+----------+  Token   +--------+ Parse   +-------------+
Source ===>| Lexical  | =======> | Parser | ======> | Interpreter |
           | Analyzer |  Stream  +--------+ Tree    +-------------+
           +----------+

The lexical analyzer layer (or lexer) translates the character stream’s source code into a token stream. The tokens act as placeholders for lexemes which are the literal strings in the source code, which allows the parser to deal with categories of strings rather than the strings themselves. The parser then generates a parse tree or some other internal representation of the program. It presents this to the interpreter layer, which traverses the structure and executes the code as it goes.

The division of the grammar processing into two layers assumes that a language is primarily context-free with some regular elements in place. The Lexers can process rules of the form:

< A > ::= "a" | "a" < B >

where < A > and < B > are non-terminal symbols and a is some terminal.
These types of rules form a regular grammar. If you are not familiar with language theory, but if you know about regular expressions, then you could also state this as “lexers can process the part of the language that can be written as regular expressions.”

< A > ::= alpha

Here alpha is any string of terminals and non-terminals. These rules form the context-free grammar. The reason why they are referred to as context-free is that each parser rule is processed by itself. It does not matter what rule was expanded before or after each rule. Most programming languages are predominantly regular, with the exception of name resolution. Name resolution is typically left to the interpreter layer because this is a context-sensitive operation. The idea, though, is that the parser can build the basic sequence of operations, and then the interpretive layer processes the semantics of the language.

Logo has several properties that somewhat blur the line between these layers. In some respects, it is much simpler than other programming languages, but some aspects of the language do not lend themselves to this traditional 3-layer architecture.

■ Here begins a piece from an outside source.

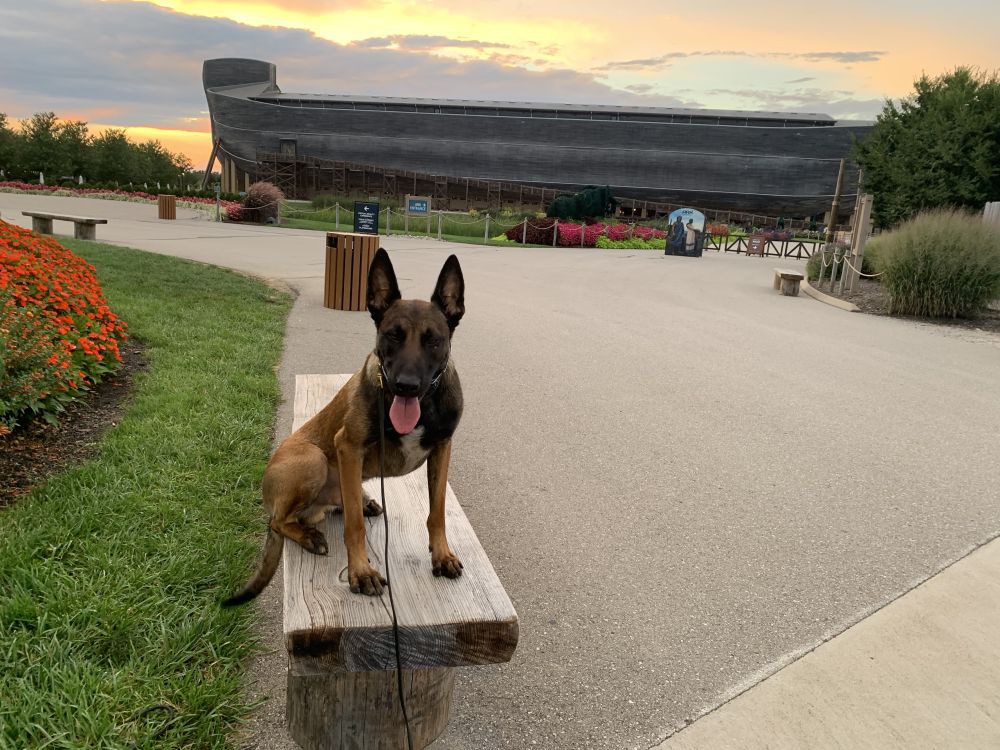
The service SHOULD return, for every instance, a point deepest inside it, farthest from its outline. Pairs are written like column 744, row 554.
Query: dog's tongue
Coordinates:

Building a Grammar for Logo

When I decided to write an interpreter for Logo, I set out to find a formal definition of the language. I wanted to see a Backus-Naur Form (BNF) grammar from which I could construct my lexer and parser. Once I had that, it would be a simple matter to construct a tree-walk interpreter. However, I could not find one! First, there is no formal Logo standard. Logo is more of a group of languages with a loosely similar set of behaviors and syntax. This is unsurprising in that Logo never received the sort of attention that would call for standardization. I was surprised that its original creators did not give that sort of definition. So I gathered as many Logo books from the 70s and 80s as I could, and I started to look for clues to the formal implementation of the language.

As I progressed in my study of the language’s grammar, it became apparent why you typically do not find a formal grammar for the language. There really is not that much syntax to describe! Worse, the syntax that is there is not entirely context-free. To illustrate this idea, I want to first look at the BNF definition of Lisp, and then from there, we will try to develop a BNF for Logo. Since Logo is Lisp without parens, perhaps we can adapt the Lisp grammar.

Lisp BNF Grammar

Lisp is sometimes thought of as a programming language without a syntax. Lisp’s creator did create a meta language (which he called M-Expressions). These M-expressions, a fairly algebraic syntax, would then be translated into S-Expressions. For instance, the M-Expression for function application f[x;y] would be translated into (f x y). To save compute cycles, many early Lisp programmers wrote the S-Expressions manually. Hence the prefixed set of lists that we all know and love today. This S-Expression syntax (in simplified form) looks like this:

< S-Expression >  ::= < Atomic-Symbol >
                      | "(" < S-Expression > "." < S-Expression > ")"
                      | < List >

< List >          ::= "(" < List-Contents> ")"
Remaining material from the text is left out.